As a language for statistical analysis, R has a comprehensive library of functions for generating random numbers from various statistical distributions. In this post, I want to focus on the simplest of questions: How do I generate a random number?
The answer depends on what kind of random number you want to generate. Let's illustrate by example.

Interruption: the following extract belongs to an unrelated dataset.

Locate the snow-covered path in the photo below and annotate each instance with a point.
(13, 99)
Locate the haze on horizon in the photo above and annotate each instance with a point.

Generate a random number between 5.0 and 7.5
If you want to generate a decimal number where any value (including fractional values) between the stated minimum and maximum is equally likely, use the runif function. This function generates values from the Uniform distribution. Here's how to generate one random number between 5.0 and 7.5:
> x1 <- runif(1, 5.0, 7.5)
> x1
[1] 6.715697
Of course, when you run this, you'll get a different number, but it will definitely be between 5.0 and 7.5. You won't get the values 5.0 or 7.5 exactly, either.
If you want to generate multiple random values, don't use a loop. You can generate several values at once by specifying the number of values you want as the first argument to runif. Here's how to generate 10 values between 5.0 and 7.5:
> x2 <- runif(10, 5.0, 7.5)
> x2
[1] 6.339188 5.311788 7.099009 5.746380 6.720383 7.433535 7.159988
[8] 5.047628 7.011670 7.030854
Generate a random integer between 1 and 10
This looks like the same exercise as the last one, but now we only want whole numbers, not fractional values. For that, we use the sample function:
> x3 <- sample(1:10, 1)
> x3
[1] 4
The first argument is a vector of valid numbers to generate (here, the numbers 1 to 10), and the second argument indicates one number should be returned. If we want to generate more than one random number, we have to add an additional argument to indicate that repeats are allowed:
> x4 <- sample(1:10, 5, replace=T)
> x4
[1] 6 9 7 6 5
Note the number 6 appears twice in the 5 numbers generated. (Here's a fun exercise: what is the probability of running this command and having no repeats in the 5 numbers generated?)
Select 6 random numbers between 1 and 40, without replacement
If you wanted to simulate the lotto game common to many countries, where you randomly select 6 balls from 40 (each labelled with a number from 1 to 40), you'd again use the sample function, but this time without replacement:
> x5 <- sample(1:40, 6, replace=F)
> x5
[1] 10 21 29 12 7 31
You'll get a different 6 numbers when you run this, but they'll all be between 1 and 40 (inclusive), and no number will repeat. Also, you don't actually need to include the replace=F option -- sampling without replacement is the default -- but it doesn't hurt to include it for clarity.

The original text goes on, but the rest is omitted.